Based on Bankrate’s forecast for 2024, the average interest rate for credit cards is approximately 21%. In contrast, more manageable interest rates of 5-8% are available for mortgages, home equity loans, and auto loans.

While credit card debt significantly contributes to personal debt, mortgage debt has also exacerbated the issue of U.S. household debt.

Variations in credit card debt across different regions

The level of personal debt that consumers hold is influenced by factors such as income, spending habits, and geographical location. Federal Reserve data indicates that nearly 47% of credit card users carry a balance for at least one month, highlighting that credit card debt is a significant concern across the nation.

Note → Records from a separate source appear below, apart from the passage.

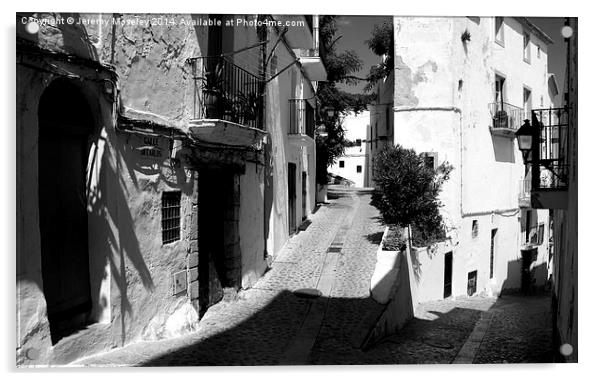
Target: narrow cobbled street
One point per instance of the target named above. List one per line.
(314, 307)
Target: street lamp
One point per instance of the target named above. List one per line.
(329, 110)
(525, 136)
(321, 131)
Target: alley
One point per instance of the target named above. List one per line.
(314, 307)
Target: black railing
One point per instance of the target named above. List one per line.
(550, 160)
(302, 117)
(506, 116)
(223, 90)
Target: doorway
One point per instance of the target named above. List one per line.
(304, 195)
(447, 278)
(292, 198)
(216, 215)
(527, 257)
(65, 125)
(471, 287)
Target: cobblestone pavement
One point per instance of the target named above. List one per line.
(262, 325)
(520, 331)
(258, 327)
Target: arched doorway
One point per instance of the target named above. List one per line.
(65, 124)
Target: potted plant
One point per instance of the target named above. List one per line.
(500, 119)
(213, 94)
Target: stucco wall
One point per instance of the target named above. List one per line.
(356, 127)
(287, 83)
(130, 269)
(251, 224)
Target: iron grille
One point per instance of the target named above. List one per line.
(302, 117)
(170, 216)
(505, 115)
(550, 160)
(224, 90)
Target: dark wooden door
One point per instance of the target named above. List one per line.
(304, 194)
(526, 276)
(447, 277)
(292, 198)
(471, 287)
(64, 127)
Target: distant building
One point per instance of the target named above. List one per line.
(554, 176)
(463, 86)
(352, 165)
(380, 131)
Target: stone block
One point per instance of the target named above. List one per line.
(193, 260)
(194, 246)
(193, 274)
(193, 290)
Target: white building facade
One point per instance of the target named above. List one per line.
(462, 88)
(353, 164)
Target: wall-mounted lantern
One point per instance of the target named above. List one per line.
(321, 131)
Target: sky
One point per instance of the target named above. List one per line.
(355, 30)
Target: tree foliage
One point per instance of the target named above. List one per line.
(407, 191)
(341, 67)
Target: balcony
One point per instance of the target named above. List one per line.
(300, 33)
(302, 118)
(227, 103)
(524, 193)
(506, 119)
(223, 90)
(550, 158)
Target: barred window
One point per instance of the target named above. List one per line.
(475, 228)
(170, 216)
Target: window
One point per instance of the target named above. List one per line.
(499, 30)
(540, 233)
(527, 102)
(499, 88)
(527, 47)
(170, 216)
(430, 159)
(492, 253)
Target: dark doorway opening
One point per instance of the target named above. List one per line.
(471, 288)
(65, 126)
(292, 198)
(447, 278)
(526, 275)
(217, 219)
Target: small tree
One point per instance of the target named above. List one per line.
(407, 190)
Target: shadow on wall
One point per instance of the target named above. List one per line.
(267, 337)
(503, 149)
(525, 278)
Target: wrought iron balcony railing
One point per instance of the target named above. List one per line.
(302, 117)
(524, 193)
(506, 116)
(223, 90)
(550, 159)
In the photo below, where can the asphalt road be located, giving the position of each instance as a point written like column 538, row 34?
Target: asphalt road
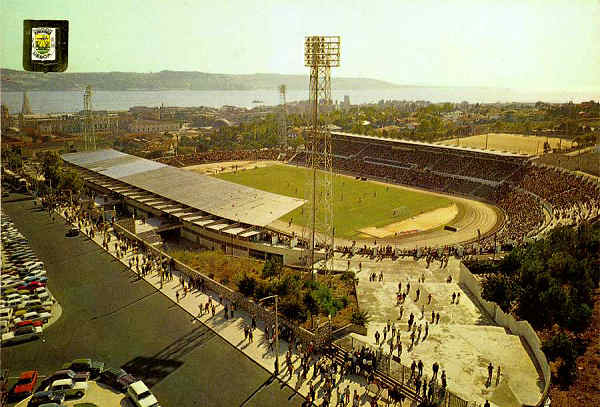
column 111, row 316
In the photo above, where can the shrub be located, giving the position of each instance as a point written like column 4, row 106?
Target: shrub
column 347, row 276
column 360, row 318
column 247, row 285
column 293, row 308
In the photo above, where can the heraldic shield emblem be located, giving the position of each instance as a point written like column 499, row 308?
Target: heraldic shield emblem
column 43, row 47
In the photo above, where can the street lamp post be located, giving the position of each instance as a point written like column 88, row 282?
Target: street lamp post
column 276, row 333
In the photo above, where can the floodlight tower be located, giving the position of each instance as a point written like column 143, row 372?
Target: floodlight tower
column 282, row 117
column 89, row 136
column 321, row 53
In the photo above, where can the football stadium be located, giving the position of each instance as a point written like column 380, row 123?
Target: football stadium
column 400, row 207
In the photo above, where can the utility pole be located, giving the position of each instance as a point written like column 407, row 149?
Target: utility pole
column 321, row 53
column 276, row 333
column 282, row 117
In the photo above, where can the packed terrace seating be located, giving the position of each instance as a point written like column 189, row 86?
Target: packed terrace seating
column 572, row 198
column 218, row 156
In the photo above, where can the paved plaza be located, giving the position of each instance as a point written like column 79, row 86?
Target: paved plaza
column 464, row 341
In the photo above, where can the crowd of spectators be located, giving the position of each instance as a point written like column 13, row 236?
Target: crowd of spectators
column 587, row 162
column 519, row 188
column 220, row 156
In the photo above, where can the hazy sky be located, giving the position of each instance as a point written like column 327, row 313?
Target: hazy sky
column 545, row 45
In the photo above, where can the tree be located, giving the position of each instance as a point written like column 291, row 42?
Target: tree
column 247, row 285
column 498, row 288
column 51, row 167
column 269, row 270
column 70, row 180
column 360, row 318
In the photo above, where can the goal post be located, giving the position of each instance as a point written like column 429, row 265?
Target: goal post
column 400, row 212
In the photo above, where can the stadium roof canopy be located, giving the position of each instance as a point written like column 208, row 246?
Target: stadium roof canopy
column 212, row 195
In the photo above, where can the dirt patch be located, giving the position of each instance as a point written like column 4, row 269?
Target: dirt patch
column 425, row 221
column 515, row 143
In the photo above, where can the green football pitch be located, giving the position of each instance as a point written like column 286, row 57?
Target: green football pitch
column 358, row 204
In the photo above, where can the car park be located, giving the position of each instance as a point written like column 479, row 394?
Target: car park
column 141, row 395
column 69, row 387
column 25, row 302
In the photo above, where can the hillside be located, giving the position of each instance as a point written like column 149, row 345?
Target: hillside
column 13, row 80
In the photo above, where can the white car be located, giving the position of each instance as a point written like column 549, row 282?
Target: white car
column 28, row 316
column 141, row 395
column 22, row 334
column 42, row 294
column 13, row 303
column 6, row 314
column 69, row 387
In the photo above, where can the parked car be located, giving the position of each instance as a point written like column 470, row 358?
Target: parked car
column 116, row 378
column 28, row 322
column 69, row 387
column 85, row 365
column 141, row 395
column 6, row 314
column 28, row 316
column 32, row 286
column 22, row 334
column 63, row 374
column 25, row 385
column 44, row 397
column 13, row 303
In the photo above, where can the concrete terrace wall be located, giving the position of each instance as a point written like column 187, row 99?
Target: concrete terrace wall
column 521, row 328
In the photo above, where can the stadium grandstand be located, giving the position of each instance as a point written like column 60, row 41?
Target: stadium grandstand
column 531, row 196
column 209, row 211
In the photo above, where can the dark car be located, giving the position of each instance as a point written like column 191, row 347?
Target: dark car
column 85, row 365
column 63, row 374
column 43, row 397
column 116, row 378
column 24, row 387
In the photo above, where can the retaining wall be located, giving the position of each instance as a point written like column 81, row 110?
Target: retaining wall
column 521, row 328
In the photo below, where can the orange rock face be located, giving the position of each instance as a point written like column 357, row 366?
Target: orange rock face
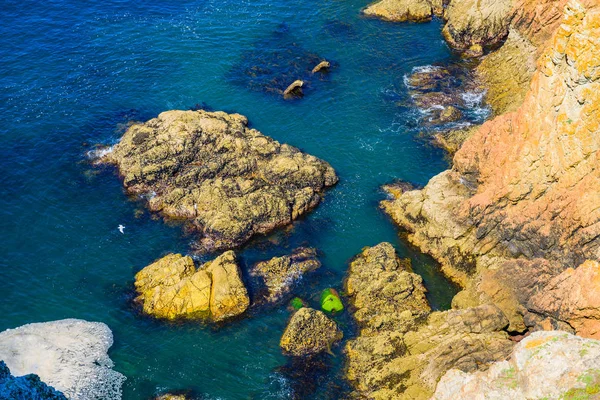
column 536, row 170
column 573, row 297
column 526, row 186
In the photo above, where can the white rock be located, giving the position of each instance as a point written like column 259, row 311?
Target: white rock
column 69, row 355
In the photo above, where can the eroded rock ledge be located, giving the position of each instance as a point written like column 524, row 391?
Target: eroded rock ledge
column 546, row 365
column 404, row 348
column 226, row 180
column 173, row 288
column 520, row 205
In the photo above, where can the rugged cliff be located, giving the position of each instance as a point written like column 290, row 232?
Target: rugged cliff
column 520, row 204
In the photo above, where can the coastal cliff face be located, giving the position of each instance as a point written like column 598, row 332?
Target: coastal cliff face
column 520, row 204
column 403, row 347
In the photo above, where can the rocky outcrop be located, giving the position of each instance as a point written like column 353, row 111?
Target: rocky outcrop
column 25, row 387
column 70, row 355
column 477, row 22
column 226, row 180
column 172, row 288
column 546, row 365
column 170, row 396
column 506, row 73
column 383, row 291
column 280, row 274
column 519, row 205
column 294, row 90
column 405, row 10
column 572, row 297
column 323, row 66
column 403, row 348
column 309, row 332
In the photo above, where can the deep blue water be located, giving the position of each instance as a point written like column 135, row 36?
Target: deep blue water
column 72, row 73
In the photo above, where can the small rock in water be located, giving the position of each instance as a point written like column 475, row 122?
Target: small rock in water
column 450, row 114
column 309, row 332
column 331, row 302
column 25, row 387
column 294, row 90
column 172, row 288
column 321, row 67
column 280, row 274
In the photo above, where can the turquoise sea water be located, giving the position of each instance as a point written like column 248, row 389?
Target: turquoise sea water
column 73, row 72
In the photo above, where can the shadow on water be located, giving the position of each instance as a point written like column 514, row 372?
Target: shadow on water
column 276, row 61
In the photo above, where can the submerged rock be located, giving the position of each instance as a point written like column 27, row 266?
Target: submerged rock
column 274, row 61
column 28, row 387
column 280, row 274
column 294, row 89
column 228, row 181
column 331, row 301
column 403, row 348
column 450, row 114
column 172, row 288
column 545, row 365
column 321, row 67
column 404, row 10
column 170, row 396
column 70, row 355
column 309, row 332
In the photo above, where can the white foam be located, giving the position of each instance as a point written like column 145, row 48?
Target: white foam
column 70, row 355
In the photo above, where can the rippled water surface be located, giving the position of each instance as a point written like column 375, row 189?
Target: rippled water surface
column 73, row 73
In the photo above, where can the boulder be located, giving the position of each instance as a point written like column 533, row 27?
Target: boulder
column 545, row 365
column 169, row 396
column 573, row 297
column 477, row 22
column 280, row 274
column 294, row 90
column 401, row 10
column 403, row 348
column 309, row 332
column 172, row 288
column 380, row 287
column 25, row 387
column 69, row 355
column 228, row 182
column 450, row 114
column 331, row 301
column 321, row 67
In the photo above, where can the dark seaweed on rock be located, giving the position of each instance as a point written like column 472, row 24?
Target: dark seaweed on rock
column 25, row 387
column 274, row 62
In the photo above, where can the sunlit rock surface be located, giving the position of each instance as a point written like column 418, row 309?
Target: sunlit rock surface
column 70, row 355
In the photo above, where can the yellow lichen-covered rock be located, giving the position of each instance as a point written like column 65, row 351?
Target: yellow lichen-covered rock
column 477, row 22
column 226, row 180
column 172, row 288
column 381, row 287
column 309, row 332
column 281, row 273
column 401, row 10
column 228, row 296
column 403, row 348
column 170, row 396
column 506, row 73
column 519, row 206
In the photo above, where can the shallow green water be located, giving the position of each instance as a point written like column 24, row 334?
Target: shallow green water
column 71, row 72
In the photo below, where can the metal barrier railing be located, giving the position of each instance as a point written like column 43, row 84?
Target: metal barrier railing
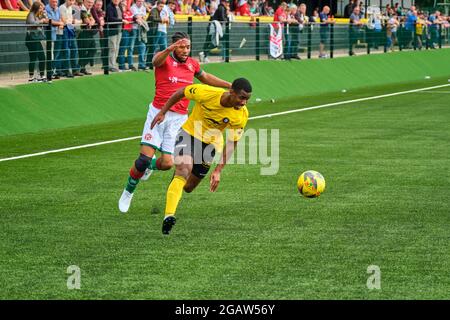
column 67, row 52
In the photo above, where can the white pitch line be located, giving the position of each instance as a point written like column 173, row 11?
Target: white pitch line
column 251, row 118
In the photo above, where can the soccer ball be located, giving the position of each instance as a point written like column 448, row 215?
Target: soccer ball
column 311, row 184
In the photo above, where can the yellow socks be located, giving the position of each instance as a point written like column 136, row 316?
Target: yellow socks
column 174, row 193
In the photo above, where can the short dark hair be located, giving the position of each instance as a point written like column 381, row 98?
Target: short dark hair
column 179, row 35
column 241, row 84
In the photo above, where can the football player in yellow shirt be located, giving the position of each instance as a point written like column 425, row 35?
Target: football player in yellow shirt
column 215, row 110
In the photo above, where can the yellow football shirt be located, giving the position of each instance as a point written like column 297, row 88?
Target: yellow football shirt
column 209, row 118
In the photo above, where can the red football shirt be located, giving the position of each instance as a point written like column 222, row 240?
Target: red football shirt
column 170, row 77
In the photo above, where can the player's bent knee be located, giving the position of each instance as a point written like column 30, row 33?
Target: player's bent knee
column 142, row 163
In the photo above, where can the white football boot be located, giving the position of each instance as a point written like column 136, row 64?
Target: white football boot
column 148, row 172
column 125, row 201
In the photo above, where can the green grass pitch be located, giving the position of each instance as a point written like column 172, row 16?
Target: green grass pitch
column 387, row 167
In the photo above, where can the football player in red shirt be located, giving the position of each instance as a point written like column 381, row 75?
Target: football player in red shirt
column 174, row 69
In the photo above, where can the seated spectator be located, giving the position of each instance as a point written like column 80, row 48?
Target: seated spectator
column 35, row 36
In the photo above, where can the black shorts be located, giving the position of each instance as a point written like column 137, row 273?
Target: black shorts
column 202, row 153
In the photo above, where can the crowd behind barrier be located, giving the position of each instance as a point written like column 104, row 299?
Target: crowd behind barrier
column 75, row 37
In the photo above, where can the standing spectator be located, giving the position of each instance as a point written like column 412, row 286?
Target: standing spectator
column 411, row 18
column 88, row 30
column 348, row 9
column 13, row 5
column 35, row 36
column 186, row 7
column 435, row 21
column 139, row 13
column 242, row 8
column 303, row 20
column 292, row 33
column 421, row 25
column 355, row 28
column 157, row 35
column 213, row 5
column 125, row 41
column 391, row 32
column 220, row 16
column 114, row 18
column 56, row 35
column 325, row 22
column 99, row 16
column 199, row 8
column 70, row 67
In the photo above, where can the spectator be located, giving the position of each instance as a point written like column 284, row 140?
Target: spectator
column 435, row 21
column 13, row 5
column 148, row 5
column 355, row 28
column 70, row 48
column 199, row 8
column 265, row 9
column 220, row 16
column 88, row 30
column 254, row 9
column 391, row 32
column 325, row 22
column 33, row 41
column 213, row 4
column 348, row 9
column 293, row 33
column 57, row 31
column 303, row 20
column 114, row 18
column 411, row 18
column 138, row 39
column 157, row 35
column 99, row 16
column 125, row 41
column 421, row 25
column 186, row 7
column 242, row 8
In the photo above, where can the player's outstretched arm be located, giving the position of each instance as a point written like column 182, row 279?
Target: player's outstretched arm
column 214, row 81
column 177, row 96
column 161, row 56
column 226, row 154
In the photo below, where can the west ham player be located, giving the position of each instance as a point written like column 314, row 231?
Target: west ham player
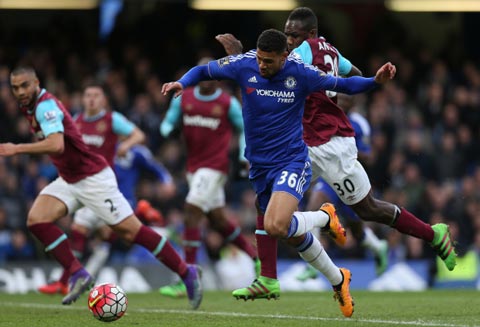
column 322, row 192
column 326, row 125
column 207, row 115
column 106, row 133
column 85, row 180
column 274, row 87
column 332, row 149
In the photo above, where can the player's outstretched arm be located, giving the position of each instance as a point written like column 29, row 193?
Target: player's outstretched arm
column 385, row 73
column 230, row 43
column 190, row 78
column 53, row 144
column 172, row 86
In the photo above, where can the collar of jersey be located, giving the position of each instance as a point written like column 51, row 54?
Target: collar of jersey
column 201, row 97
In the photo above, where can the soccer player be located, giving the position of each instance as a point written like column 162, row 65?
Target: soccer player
column 330, row 139
column 85, row 180
column 322, row 192
column 274, row 88
column 106, row 133
column 208, row 115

The states with the highest average credit card debts are consistent with high-cost regions: New Jersey is at the forefront with an average balance surpassing $9,900 as of the fourth quarter of 2023. Connecticut, Maryland, New York, and Massachusetts are also among the top states with significant average credit card debts.

On the other hand, states with lower average debts are mainly situated in the Southern region; Mississippi has the lowest average, at $956—80% less than New Jersey’s debt.

Oregon experienced the quickest increase in its average balance from the third to the fourth quarter of 2024, with a growth rate of 7.8%. Ted Rossman from Bankrate recommends opting for an interest-free balance transfer credit card to “halt interest accumulation for as long as 21 months.” Considering the ease with which these debts can escalate and negatively impact credit scores, it is essential to focus on reducing these balances.